After the team went up by a seemingly insurmountable 28-6 score, the Baltimore Ravens’ vaunted defense had to step up with less than two minutes remaining to hold on against the never-say-die San Francisco 49ers, 34-31, in Super Bowl XLVII.
The evening opened up in dominating fashion for Ravens quarterback Joe Flacco and his offensive mates. After spending the better part of the season in the shadow of that aforementioned defense, Flacco and Co. finally looked like they were going to carry their weight en route to a blowout victory.
Flacco, going into free agency this offseason, threw three touchdown passes in the first half alone. His Niners counterpart, Colin Kaepernick, looked every bit the part of a second-year player who only earned the starting nod following a Week 9 concussion to starter Alex Smith.
Kaepernick missed several pass attempts early, even overthrowing tight end Vernon Davis so badly at one point that Ravens safety Ed Reed was able to easily intercept the pass. The interception was the first in Super Bowl history for a 49ers quarterback.
At halftime, the Ravens were up by a commanding 21-6 margin, but it was the very first play of the second half that had presumably put this game to bed with a full 30 minutes remaining. Ravens special teams superstar Jacoby Jones returned the second half opening kickoff 109 yards for a touchdown. He became the first player in Super Bowl history to both receive a touchdown pass and return a kick for a touchdown.
His return made the score 28-6, but at that point the game looked like it might be a tale of two halves — or rather, a tale of two lightings. The lights went out in the Superdome, and with the darkness a switch was seemingly flipped on in the mind of Kaepernick, running back Frank Gore and the Niners’ defense.
San Francisco went on to score three times in a four-minute span. First, Kaepernick rifled a pass to receiver Michael Crabtree for a 31-yard strike, then Frank Gore trotted in for a nine-yard score, and finally David Akers made good on a disappointing season with a 34-yard field goal.
Almost before the Ravens could breathe, coach John Harbaugh had watched his younger brother’s team pile up 17 points, bringing the score to a nail-biting 28-23 margin entering the fourth quarter.

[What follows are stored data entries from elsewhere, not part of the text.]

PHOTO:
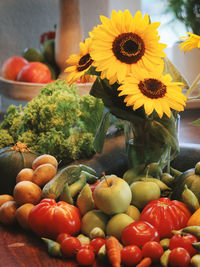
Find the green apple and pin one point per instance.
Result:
(92, 219)
(117, 223)
(112, 195)
(133, 212)
(143, 192)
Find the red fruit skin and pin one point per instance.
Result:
(184, 241)
(179, 257)
(153, 250)
(12, 66)
(138, 233)
(34, 72)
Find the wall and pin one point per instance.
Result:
(22, 21)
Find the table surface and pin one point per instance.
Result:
(21, 248)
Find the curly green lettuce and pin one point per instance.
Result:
(56, 122)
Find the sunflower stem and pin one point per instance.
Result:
(189, 91)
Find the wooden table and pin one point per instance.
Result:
(21, 249)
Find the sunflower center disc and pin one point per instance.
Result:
(128, 47)
(152, 88)
(84, 62)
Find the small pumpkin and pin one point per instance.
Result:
(12, 160)
(190, 178)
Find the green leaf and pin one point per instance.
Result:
(97, 89)
(102, 131)
(170, 68)
(165, 131)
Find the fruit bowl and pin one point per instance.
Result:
(25, 91)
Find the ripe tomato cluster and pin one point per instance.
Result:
(71, 247)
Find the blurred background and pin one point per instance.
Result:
(23, 21)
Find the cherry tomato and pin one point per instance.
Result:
(70, 246)
(87, 246)
(183, 241)
(179, 257)
(166, 215)
(35, 72)
(12, 66)
(48, 218)
(97, 243)
(138, 233)
(85, 256)
(153, 250)
(61, 237)
(131, 255)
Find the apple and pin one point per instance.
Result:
(35, 72)
(143, 192)
(92, 219)
(117, 223)
(112, 195)
(133, 212)
(12, 66)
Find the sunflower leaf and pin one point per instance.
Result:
(170, 68)
(165, 131)
(102, 131)
(97, 89)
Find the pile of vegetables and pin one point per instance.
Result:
(57, 122)
(59, 206)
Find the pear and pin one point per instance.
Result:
(132, 173)
(92, 219)
(66, 195)
(85, 200)
(32, 54)
(133, 212)
(143, 192)
(117, 223)
(77, 186)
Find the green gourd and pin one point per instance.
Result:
(12, 161)
(190, 178)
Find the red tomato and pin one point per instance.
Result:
(34, 72)
(61, 237)
(97, 243)
(179, 257)
(184, 241)
(166, 215)
(153, 250)
(85, 256)
(12, 66)
(131, 255)
(48, 218)
(138, 233)
(70, 246)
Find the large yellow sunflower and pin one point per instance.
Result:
(123, 44)
(154, 91)
(80, 62)
(192, 41)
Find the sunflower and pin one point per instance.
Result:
(123, 44)
(81, 62)
(191, 42)
(154, 91)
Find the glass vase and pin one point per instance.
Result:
(144, 148)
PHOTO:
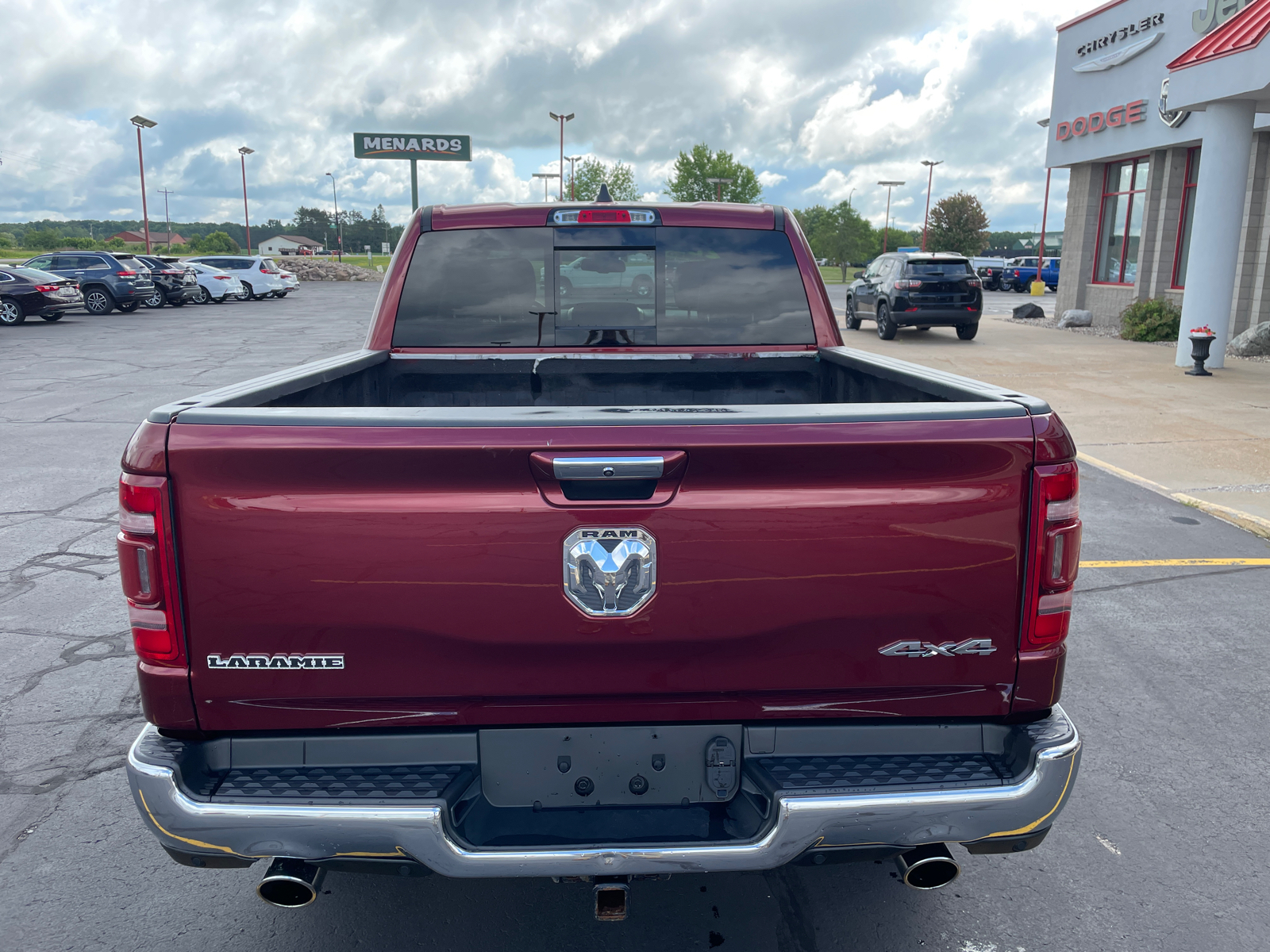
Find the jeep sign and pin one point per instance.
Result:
(444, 149)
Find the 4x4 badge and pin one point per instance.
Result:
(925, 649)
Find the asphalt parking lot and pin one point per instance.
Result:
(1162, 846)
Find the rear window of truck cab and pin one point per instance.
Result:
(602, 287)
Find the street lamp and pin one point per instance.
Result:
(546, 175)
(141, 122)
(562, 120)
(340, 225)
(719, 184)
(886, 234)
(930, 181)
(247, 217)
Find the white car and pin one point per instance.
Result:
(260, 276)
(215, 285)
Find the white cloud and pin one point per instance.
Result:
(822, 99)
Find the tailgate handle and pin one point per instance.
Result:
(609, 467)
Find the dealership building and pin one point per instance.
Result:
(1160, 111)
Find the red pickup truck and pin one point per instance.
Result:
(603, 581)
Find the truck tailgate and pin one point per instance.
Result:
(429, 560)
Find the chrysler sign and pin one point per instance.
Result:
(413, 145)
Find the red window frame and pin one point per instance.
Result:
(1128, 216)
(1183, 219)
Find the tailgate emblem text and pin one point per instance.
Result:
(610, 571)
(291, 663)
(925, 649)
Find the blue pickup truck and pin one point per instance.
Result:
(1022, 272)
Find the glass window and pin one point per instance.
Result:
(939, 268)
(1124, 198)
(602, 287)
(478, 287)
(1187, 217)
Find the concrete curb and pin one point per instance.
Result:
(1245, 520)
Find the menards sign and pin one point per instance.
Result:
(444, 149)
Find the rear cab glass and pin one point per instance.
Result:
(602, 287)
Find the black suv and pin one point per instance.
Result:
(108, 281)
(175, 283)
(924, 291)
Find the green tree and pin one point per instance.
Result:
(592, 175)
(838, 234)
(687, 182)
(41, 239)
(958, 224)
(215, 244)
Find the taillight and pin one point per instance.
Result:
(148, 569)
(1056, 556)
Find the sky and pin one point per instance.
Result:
(822, 99)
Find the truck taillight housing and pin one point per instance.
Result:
(148, 570)
(1054, 559)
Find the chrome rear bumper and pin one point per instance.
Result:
(798, 823)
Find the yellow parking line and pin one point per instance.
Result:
(1153, 562)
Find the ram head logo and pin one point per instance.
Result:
(610, 571)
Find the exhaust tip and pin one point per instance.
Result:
(290, 884)
(927, 867)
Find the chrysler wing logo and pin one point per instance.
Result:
(610, 571)
(949, 649)
(1118, 56)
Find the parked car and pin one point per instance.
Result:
(107, 279)
(1022, 272)
(990, 271)
(215, 285)
(260, 276)
(456, 603)
(27, 292)
(924, 291)
(175, 283)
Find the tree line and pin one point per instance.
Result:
(837, 234)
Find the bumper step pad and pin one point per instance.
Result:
(863, 774)
(422, 782)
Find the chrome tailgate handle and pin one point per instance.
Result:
(609, 467)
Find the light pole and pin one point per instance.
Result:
(719, 184)
(545, 175)
(562, 120)
(141, 122)
(573, 175)
(340, 225)
(930, 181)
(886, 234)
(167, 215)
(247, 216)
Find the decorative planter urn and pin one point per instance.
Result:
(1200, 344)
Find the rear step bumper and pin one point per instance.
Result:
(800, 819)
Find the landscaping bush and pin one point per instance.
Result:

Neither team was finished, but the Ravens, and rookie kicker Justin Tucker, did just enough to hold off Kaepernick’s best efforts at pulling off the comeback of the century. Ten points is the largest deficit ever overcome in Super Bowl history, and San Francisco nearly pulled off a 22-point return after coming back from a 17-point margin in the NFC Championship game.
Flacco was named the game’s MVP, finishing 22-of-33 passing for 287 yards, three touchdowns and a pristine zero interceptions.
His running back, Ray Rice, fumbled once, but overall finished with 59 yards rushing and another 19 receiving. Anquan Boldin was a receiving superstar, hauling in six passes for 104 yards and a score.
All of this being said, the star of the show was the one and only Ray Lewis. The superstar Ravens linebacker spent all 17 years of his career with the same franchise, tying a bow on his career with seven total tackles — the second most on the team for the game — and his second Super Bowl ring.